The current state of affairs is untenable. The DLP and BLP must tell Barbadians how they propose to stop the rot and reverse the financial turmoil that is ensuing. Serious decisions need to be made, not tomorrow, yesterday! Dithering will not solve the problems and throwing good money behind paltry institutions and failing systems will not do it either. There is a word for doing the same thing over and over again and expecting different results…

What are the options? The introduction of a health and education levy, partial or total privatisation of select statutory corporations or an increase of user fees at the points of delivery are some of the revenue generating possibilities.

As it relates to the statutory corporations, regular financial reporting, corporate restructuring, operational rationalisation and competent management that is free of political interference are some of the known courses of action which can raise the quality of their services as well as improve their financial viability.

Another option would be to require university students to pay a portion of their tuition fees (maybe 10 per cent to 15 per cent of tuition costs).
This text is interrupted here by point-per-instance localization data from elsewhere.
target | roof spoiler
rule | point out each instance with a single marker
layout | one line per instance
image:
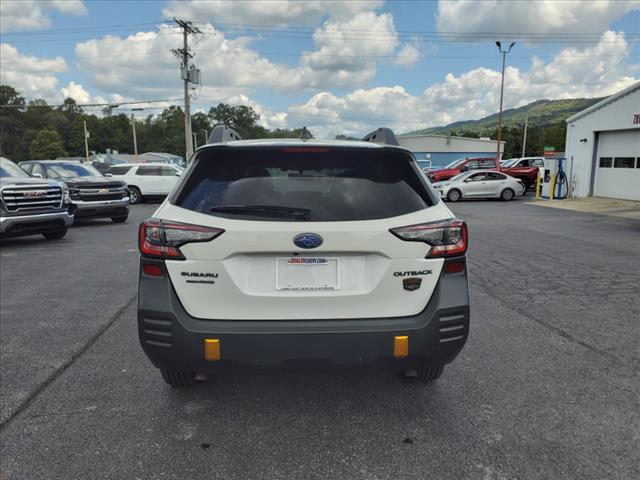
(382, 135)
(222, 134)
(305, 134)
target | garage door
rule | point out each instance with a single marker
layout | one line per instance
(618, 165)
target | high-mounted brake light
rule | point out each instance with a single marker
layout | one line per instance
(447, 239)
(160, 239)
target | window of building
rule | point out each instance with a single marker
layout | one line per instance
(623, 162)
(605, 162)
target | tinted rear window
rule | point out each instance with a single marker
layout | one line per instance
(333, 184)
(119, 170)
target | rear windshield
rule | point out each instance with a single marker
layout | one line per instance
(313, 184)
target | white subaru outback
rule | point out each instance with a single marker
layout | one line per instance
(277, 250)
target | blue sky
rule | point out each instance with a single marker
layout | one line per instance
(335, 66)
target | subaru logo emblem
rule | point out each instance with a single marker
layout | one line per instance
(307, 240)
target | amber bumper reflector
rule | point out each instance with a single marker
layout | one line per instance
(400, 346)
(212, 349)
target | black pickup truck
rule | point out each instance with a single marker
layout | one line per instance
(30, 206)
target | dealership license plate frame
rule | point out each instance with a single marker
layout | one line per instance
(307, 274)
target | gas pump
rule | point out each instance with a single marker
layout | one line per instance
(555, 185)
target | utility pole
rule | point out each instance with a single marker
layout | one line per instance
(188, 74)
(135, 138)
(524, 141)
(86, 141)
(504, 58)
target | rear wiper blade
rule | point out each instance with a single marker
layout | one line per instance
(268, 210)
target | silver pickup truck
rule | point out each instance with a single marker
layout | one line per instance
(30, 206)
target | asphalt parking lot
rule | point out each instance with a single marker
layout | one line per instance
(548, 385)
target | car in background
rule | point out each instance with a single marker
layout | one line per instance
(525, 169)
(92, 194)
(479, 184)
(461, 165)
(147, 179)
(32, 206)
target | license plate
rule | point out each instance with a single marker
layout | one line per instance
(307, 274)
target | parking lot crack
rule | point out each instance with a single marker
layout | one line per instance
(603, 353)
(70, 361)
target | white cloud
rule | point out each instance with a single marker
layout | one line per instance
(77, 92)
(148, 68)
(268, 12)
(34, 77)
(346, 51)
(23, 15)
(572, 73)
(537, 17)
(231, 67)
(408, 55)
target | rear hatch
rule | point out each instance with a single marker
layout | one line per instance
(306, 234)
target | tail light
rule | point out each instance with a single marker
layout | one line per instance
(446, 239)
(160, 239)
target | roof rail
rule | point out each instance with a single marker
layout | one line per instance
(222, 133)
(382, 135)
(305, 134)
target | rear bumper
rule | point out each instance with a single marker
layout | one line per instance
(172, 339)
(103, 208)
(16, 225)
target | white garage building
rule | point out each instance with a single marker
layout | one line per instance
(603, 147)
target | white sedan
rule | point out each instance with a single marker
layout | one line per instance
(147, 179)
(479, 184)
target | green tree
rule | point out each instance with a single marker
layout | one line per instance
(241, 118)
(11, 123)
(47, 144)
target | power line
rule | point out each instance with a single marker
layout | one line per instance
(87, 105)
(316, 54)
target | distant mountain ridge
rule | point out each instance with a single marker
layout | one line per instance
(541, 113)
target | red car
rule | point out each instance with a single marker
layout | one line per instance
(462, 165)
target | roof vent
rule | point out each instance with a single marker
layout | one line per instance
(382, 135)
(222, 134)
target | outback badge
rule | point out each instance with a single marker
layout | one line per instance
(412, 283)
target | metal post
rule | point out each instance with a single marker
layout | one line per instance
(187, 106)
(135, 138)
(184, 55)
(524, 141)
(86, 141)
(504, 59)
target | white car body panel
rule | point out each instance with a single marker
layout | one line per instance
(150, 184)
(479, 189)
(244, 259)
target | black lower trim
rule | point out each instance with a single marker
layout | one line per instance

Loans could be provided by the state at concessionary interest rates with repayment due to commence when graduates begin their careers. There are financial and non-financial benefits associated with this type of approach.

As it relates to health care, there is a desperate need to improve the delivery and range of tertiary care. That cannot be achieved with the current financial arrangements. It may be time to have a policy shift that guarantees existing access to preventative and primary health care while incentivising health insurance coverage to pay for more expensive tertiary health care. Exceptions could be made to exempt legal residents below a predetermined level of income that is indexed for inflation. Alternatively, the Government could decide to bolster its commitment to free-at-delivery education and health care while substantially reducing or abandoning its provision of services such as public transport, sanitation, television and radio broadcasting, water purification and distribution, corporate welfare etc.

Personally, I am not in favour of some of the options outlined; and I certainly do not support an increase in taxation or borrowing from the NIS to prop up failing systems and institutions.

Of course, any combination of the foregoing options would also be better than the status quo. My suggestions are by no means exhaustive. Though I have my preferences, I am of the view that leadership has a responsibility to assess the problems, consider the risks and galvanise the public behind the course of action that is in the national interest. All options should be on the table. Do we have to be staring down the barrel of the IMF to act?

My message for the politicians is simple; the time for talk is over. Present your plans to the public and let us appraise them. Have a substantive election debate about the real issues and let us select the party to govern that is serious about taking this country forward.

It’s not just about reducing the fiscal deficit; it is about creating a platform for economic growth. It is about sustaining access to a world class education. It is about substantially improving health care. It is about creating a reliable, convenient, and affordable public transportation system which has island wide coverage — a worthy alternative to owning a car.

It is about good governance and prudent financial management. It is about local television broadcasting that fosters indigenous cultural development and catalyses the film and advertising industries. It is about progress. It is about development. It is about our future.

Carlos R. Forte is a Commonwealth Scholar and Barbadian economist with local and international experience.